17 smileys dans un message ! Tu tentes de battre un record ?
Et cette police pénible à lire...


----------



## Sly54 (6 Août 2010)

17 smileys qui correspondent à seulement 5 concepts différents.
Ils seront analysés ultérieurement sous SPSS.


----------



## Tyr (7 Août 2010)

Bonjour  , 

Pour vous répondre ...

- A Wath68 : Je préfère parvenir à battre un record en matière de nombre de répondants à mon questionnaire (jusqu'à maintenant : 13 répondants / 279 affichages) : vive le sens de collaboration entre les membres de notre forum ! Pour la police, je viens de la changer.

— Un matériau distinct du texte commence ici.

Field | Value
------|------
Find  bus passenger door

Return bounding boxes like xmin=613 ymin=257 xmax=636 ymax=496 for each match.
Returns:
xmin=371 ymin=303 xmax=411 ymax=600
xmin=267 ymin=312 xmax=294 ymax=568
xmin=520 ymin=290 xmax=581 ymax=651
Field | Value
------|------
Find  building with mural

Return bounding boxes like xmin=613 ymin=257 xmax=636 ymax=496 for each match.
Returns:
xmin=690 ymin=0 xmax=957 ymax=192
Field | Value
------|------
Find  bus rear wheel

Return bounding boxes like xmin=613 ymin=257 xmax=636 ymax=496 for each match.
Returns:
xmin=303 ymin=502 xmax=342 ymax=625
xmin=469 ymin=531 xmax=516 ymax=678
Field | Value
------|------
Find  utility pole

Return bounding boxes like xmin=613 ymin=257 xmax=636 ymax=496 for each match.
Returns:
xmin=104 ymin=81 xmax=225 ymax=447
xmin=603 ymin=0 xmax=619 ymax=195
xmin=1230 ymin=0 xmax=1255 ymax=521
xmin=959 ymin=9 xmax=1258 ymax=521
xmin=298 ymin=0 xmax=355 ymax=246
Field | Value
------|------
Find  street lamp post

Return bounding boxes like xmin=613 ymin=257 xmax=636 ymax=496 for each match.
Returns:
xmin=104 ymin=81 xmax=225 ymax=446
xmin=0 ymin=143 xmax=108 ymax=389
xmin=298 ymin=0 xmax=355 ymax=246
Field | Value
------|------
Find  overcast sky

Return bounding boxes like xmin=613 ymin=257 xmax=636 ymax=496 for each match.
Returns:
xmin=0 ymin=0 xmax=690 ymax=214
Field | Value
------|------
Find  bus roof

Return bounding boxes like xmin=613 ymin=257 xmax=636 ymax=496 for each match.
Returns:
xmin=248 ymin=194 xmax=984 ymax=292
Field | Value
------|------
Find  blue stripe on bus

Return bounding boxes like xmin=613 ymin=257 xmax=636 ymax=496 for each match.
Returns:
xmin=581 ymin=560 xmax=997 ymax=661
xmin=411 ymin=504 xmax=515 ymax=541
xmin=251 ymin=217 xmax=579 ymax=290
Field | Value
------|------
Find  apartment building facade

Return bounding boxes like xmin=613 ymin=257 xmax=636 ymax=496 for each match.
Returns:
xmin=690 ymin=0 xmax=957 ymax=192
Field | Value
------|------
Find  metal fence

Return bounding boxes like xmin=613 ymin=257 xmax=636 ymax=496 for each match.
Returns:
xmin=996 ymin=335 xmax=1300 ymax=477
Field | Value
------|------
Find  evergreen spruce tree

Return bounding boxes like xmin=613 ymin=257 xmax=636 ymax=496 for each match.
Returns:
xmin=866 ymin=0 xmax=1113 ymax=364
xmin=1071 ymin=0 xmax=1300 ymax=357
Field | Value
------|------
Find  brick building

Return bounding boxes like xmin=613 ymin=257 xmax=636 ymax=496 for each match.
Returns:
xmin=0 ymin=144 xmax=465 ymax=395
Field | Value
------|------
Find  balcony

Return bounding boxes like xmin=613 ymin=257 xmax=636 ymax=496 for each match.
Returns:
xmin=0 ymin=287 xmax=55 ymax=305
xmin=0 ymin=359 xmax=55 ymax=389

Tu as raison .

- A Sly54 : Bonne proposition  ! Mais certains smileys risquent de causer des troubles pour le logiciel :modo:. 

Je demeure dans l'attente de la participation d'autres membres .


----------



## ET80 (7 Août 2010)

"membres de notre forum" avec 8 messages (toutes dans ce post) c'est beaucoup de prétention je trouve ...


----------



## Tyr (7 Août 2010)

ET80 a dit:


> "membres de notre forum" avec 8 messages (toutes dans ce post) c'est beaucoup de prétention je trouve ...


 
Pardon ET80, voici mes excuses ! C'était juste une imprévisible faute d'orthographe : le "n" au lieu du "v" ! J'aurais du remarqué qu'il faut au moins poster 86 messages (comme toi) pour etre compté membre de ce forum :hein: J'aurais du également afficher une photo de moi-meme avec mon iPod, pour que tu acceptes toi-meme, en particulier, mon inscription à ce forum :hein: 
Je te rappelle bien qu'avant d'etre chercheur, j'ai bien un iPod  !


----------



## Bigdidou (7 Août 2010)

PonkHead a dit:


> Bon - 5 relances en 4 jours : oh, du calme, c'est le mois d'août !​



Aller, pour une fois que c'est demandé poliment et gentiment...
Tiens, du coup je m'y colle, et ce n'est pas mon habitude...

---------- Nouveau message ajouté à 20h05 ---------- Le message précédent a été envoyé à 19h57 ----------




ET80 a dit:


> "membres de notre forum" avec 8 messages (toutes dans ce post) c'est beaucoup de prétention je trouve ...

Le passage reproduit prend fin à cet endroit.